Helen shook her head: this madness of communicating with the dead, she thought, of keeping anniversaries. This madness of believing in souls and lighting little lights and burning incense and offering plates of fruit whilst walking waist-deep in filthy rivers supposedly holy. All at once the widow was angry with herself. ‘You can’t talk to Albert now,’ she muttered. ‘The dead are dead,’ she said out loud. ‘He’s gone. Everything you are doing is false and stupid.’
In an action she had not imagined, she reached inside the plastic bag, pulled out the box and tugged at the lid.
It wouldn’t open. She tried again, pushing her fingernails under. How silly. She prised at it. It wouldn’t come. Is it vacuum-sealed? How bizarre. And she was reminded of Three Men in a Boat and the can of pineapples. ‘Albert!’ she cried. Perhaps it was peaches. Albert had loved Three Men in a Boat. Or apricots. He had loved Alice in Wonderland too. ‘Albert, help me get you out!’ There was a way in which her husband had always been very English.
Now she laughed rather wildly. Here I am talking to him again! A nail bent painfully. Perhaps I should just leave the box on the monument with the schoolchildren. He always said his greatest pleasure was teaching children, even if he never wanted a child. ‘Children are beautifully unfinished,’ he said, ‘they are beautiful propositions.’ But if she didn’t actually scatter the ashes, someone might take possession of them. Someone could carry Albert away.
She studied the box. How had they sealed it? It was simple white plastic, a lid sunk into a tight rim. Again she placed it on the monument, half overgrown with grass and dead lichens. There was definitely a human turd. Albert would say that respect and vandalism called to each other, the monument and the turd were part of the same pattern. Then she put a foot on the box and shifted her weight onto it. It didn’
t give. Carefully, Helen lifted herself until she was actually standing on it, on Albert. Nothing. Why had they made it so strong? She bounced a little. The box gave a sharp crack. Stumbling, she had to put down a hand not to fall. The plastic had split open and there he was: grey grit.
Helen walked away. She felt extremely agitated. What am I doing here? For a moment she stood by the riverbank, looking up at the busy bridge from which the school bus had fallen. The water slid by. Then she came back and circled the monument in the deep dead grass, looking at the box. She walked round it two or three times. The air was windless so that the gritty ash had spilled a little and lay still on the stone slab. Helen crouched and looked. She lifted the box with both hands and shook it violently over the slab. Her husband’s ash drifted into her face. She licked her lips. The taste was sour.

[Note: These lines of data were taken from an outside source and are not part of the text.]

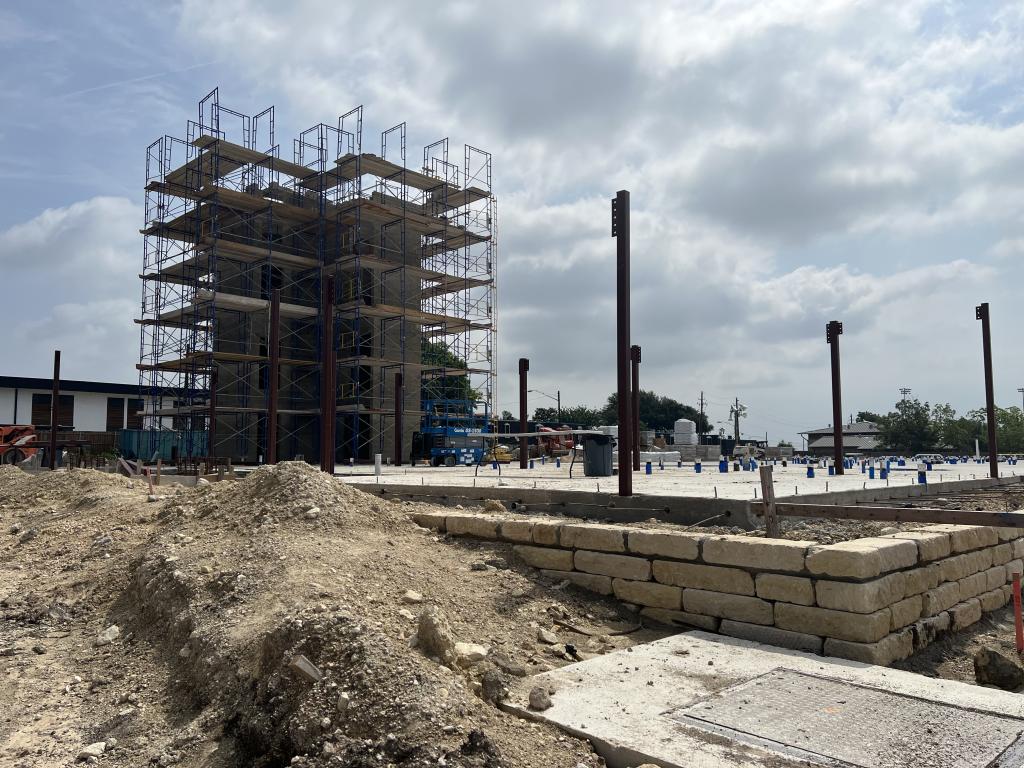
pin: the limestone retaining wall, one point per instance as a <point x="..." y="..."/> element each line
<point x="875" y="600"/>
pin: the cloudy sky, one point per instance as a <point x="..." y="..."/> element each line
<point x="790" y="163"/>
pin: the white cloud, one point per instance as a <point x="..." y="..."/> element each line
<point x="76" y="269"/>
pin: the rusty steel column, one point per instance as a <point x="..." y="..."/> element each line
<point x="635" y="402"/>
<point x="54" y="409"/>
<point x="398" y="406"/>
<point x="329" y="406"/>
<point x="212" y="415"/>
<point x="274" y="375"/>
<point x="523" y="441"/>
<point x="621" y="231"/>
<point x="833" y="331"/>
<point x="981" y="312"/>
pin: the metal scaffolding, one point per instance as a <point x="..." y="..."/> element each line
<point x="411" y="255"/>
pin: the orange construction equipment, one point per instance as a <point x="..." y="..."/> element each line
<point x="16" y="442"/>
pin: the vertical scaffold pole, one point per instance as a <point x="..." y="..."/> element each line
<point x="523" y="441"/>
<point x="621" y="231"/>
<point x="981" y="312"/>
<point x="274" y="375"/>
<point x="833" y="331"/>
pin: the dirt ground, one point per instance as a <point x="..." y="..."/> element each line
<point x="951" y="656"/>
<point x="222" y="592"/>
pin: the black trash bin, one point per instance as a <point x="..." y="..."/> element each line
<point x="597" y="455"/>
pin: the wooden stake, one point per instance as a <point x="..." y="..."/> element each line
<point x="768" y="494"/>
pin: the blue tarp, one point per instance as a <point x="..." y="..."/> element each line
<point x="143" y="443"/>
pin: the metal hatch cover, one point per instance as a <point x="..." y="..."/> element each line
<point x="843" y="725"/>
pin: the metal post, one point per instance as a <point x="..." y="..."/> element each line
<point x="523" y="441"/>
<point x="54" y="409"/>
<point x="635" y="404"/>
<point x="981" y="312"/>
<point x="328" y="407"/>
<point x="833" y="331"/>
<point x="398" y="403"/>
<point x="621" y="231"/>
<point x="273" y="340"/>
<point x="211" y="433"/>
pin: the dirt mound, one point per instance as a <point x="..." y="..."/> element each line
<point x="289" y="489"/>
<point x="77" y="487"/>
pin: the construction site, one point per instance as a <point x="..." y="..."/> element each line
<point x="320" y="546"/>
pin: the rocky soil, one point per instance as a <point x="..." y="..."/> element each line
<point x="282" y="620"/>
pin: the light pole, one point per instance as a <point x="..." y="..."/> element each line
<point x="556" y="397"/>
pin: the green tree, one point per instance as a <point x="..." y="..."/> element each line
<point x="588" y="417"/>
<point x="908" y="428"/>
<point x="453" y="387"/>
<point x="870" y="416"/>
<point x="656" y="412"/>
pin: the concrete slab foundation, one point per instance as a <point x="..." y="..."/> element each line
<point x="702" y="700"/>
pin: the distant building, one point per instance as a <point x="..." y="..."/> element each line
<point x="859" y="437"/>
<point x="83" y="407"/>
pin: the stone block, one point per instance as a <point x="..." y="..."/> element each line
<point x="860" y="628"/>
<point x="981" y="559"/>
<point x="478" y="526"/>
<point x="965" y="613"/>
<point x="954" y="568"/>
<point x="760" y="554"/>
<point x="922" y="580"/>
<point x="883" y="652"/>
<point x="905" y="611"/>
<point x="973" y="586"/>
<point x="648" y="593"/>
<point x="432" y="520"/>
<point x="1003" y="554"/>
<point x="931" y="545"/>
<point x="995" y="577"/>
<point x="992" y="600"/>
<point x="592" y="582"/>
<point x="681" y="619"/>
<point x="1014" y="566"/>
<point x="725" y="605"/>
<point x="941" y="598"/>
<point x="926" y="630"/>
<point x="1009" y="535"/>
<point x="862" y="597"/>
<point x="593" y="537"/>
<point x="771" y="636"/>
<point x="620" y="566"/>
<point x="700" y="577"/>
<point x="675" y="546"/>
<point x="543" y="557"/>
<point x="546" y="534"/>
<point x="862" y="558"/>
<point x="519" y="531"/>
<point x="786" y="589"/>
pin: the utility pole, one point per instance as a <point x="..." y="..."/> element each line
<point x="981" y="312"/>
<point x="523" y="441"/>
<point x="54" y="409"/>
<point x="833" y="331"/>
<point x="700" y="425"/>
<point x="635" y="377"/>
<point x="621" y="231"/>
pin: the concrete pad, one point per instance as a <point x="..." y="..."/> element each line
<point x="702" y="700"/>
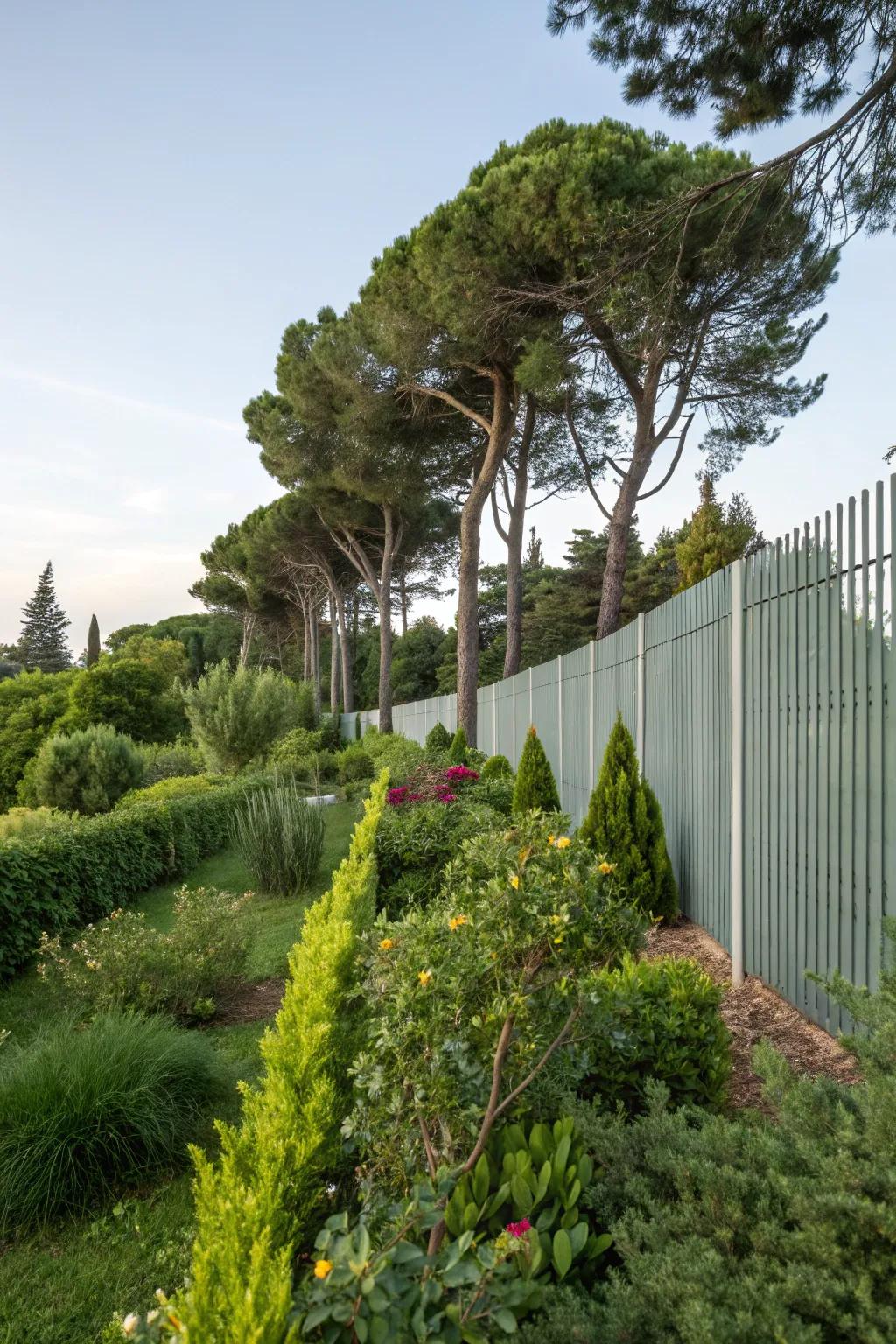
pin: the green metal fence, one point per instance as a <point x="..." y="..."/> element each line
<point x="760" y="701"/>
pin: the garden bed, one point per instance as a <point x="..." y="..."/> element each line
<point x="754" y="1012"/>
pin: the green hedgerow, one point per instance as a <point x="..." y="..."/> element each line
<point x="437" y="739"/>
<point x="535" y="782"/>
<point x="280" y="837"/>
<point x="496" y="767"/>
<point x="625" y="824"/>
<point x="88" y="770"/>
<point x="458" y="747"/>
<point x="83" y="1112"/>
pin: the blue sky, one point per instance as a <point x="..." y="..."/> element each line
<point x="178" y="182"/>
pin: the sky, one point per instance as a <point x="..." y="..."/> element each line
<point x="178" y="182"/>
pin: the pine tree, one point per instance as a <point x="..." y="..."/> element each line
<point x="625" y="825"/>
<point x="93" y="641"/>
<point x="457" y="752"/>
<point x="43" y="631"/>
<point x="535" y="784"/>
<point x="437" y="739"/>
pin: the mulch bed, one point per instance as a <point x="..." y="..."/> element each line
<point x="250" y="1003"/>
<point x="755" y="1012"/>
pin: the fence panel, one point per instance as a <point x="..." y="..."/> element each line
<point x="818" y="766"/>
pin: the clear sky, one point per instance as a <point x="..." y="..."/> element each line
<point x="180" y="180"/>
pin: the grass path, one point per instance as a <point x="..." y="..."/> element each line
<point x="65" y="1284"/>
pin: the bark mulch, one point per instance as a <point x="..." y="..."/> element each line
<point x="755" y="1012"/>
<point x="250" y="1003"/>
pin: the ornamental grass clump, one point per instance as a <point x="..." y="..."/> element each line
<point x="88" y="1110"/>
<point x="280" y="837"/>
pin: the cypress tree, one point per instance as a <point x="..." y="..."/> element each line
<point x="457" y="752"/>
<point x="93" y="641"/>
<point x="625" y="824"/>
<point x="43" y="631"/>
<point x="437" y="739"/>
<point x="535" y="784"/>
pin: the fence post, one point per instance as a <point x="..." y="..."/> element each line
<point x="592" y="662"/>
<point x="560" y="724"/>
<point x="738" y="772"/>
<point x="640" y="694"/>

‘Teach the children, Albert,’ she muttered.
She took a taxi back. Even so it took forty minutes. Why had she disobeyed his orders? He had become fascinated by water. He had understood something, he said, about the relation of water to the question of patterning. He wanted to be washed away. The completion of a pattern is its dissolution, he said. He was glad the Yamuna was a dirty river. That was where he wanted to go. Then it occurred to her she no longer had the plastic bag or the broken box. She couldn’t remember checking if it was properly empty. I’ve added to Delhi’s litter, she thought. Some little boy gathering waste to sell would pick it up.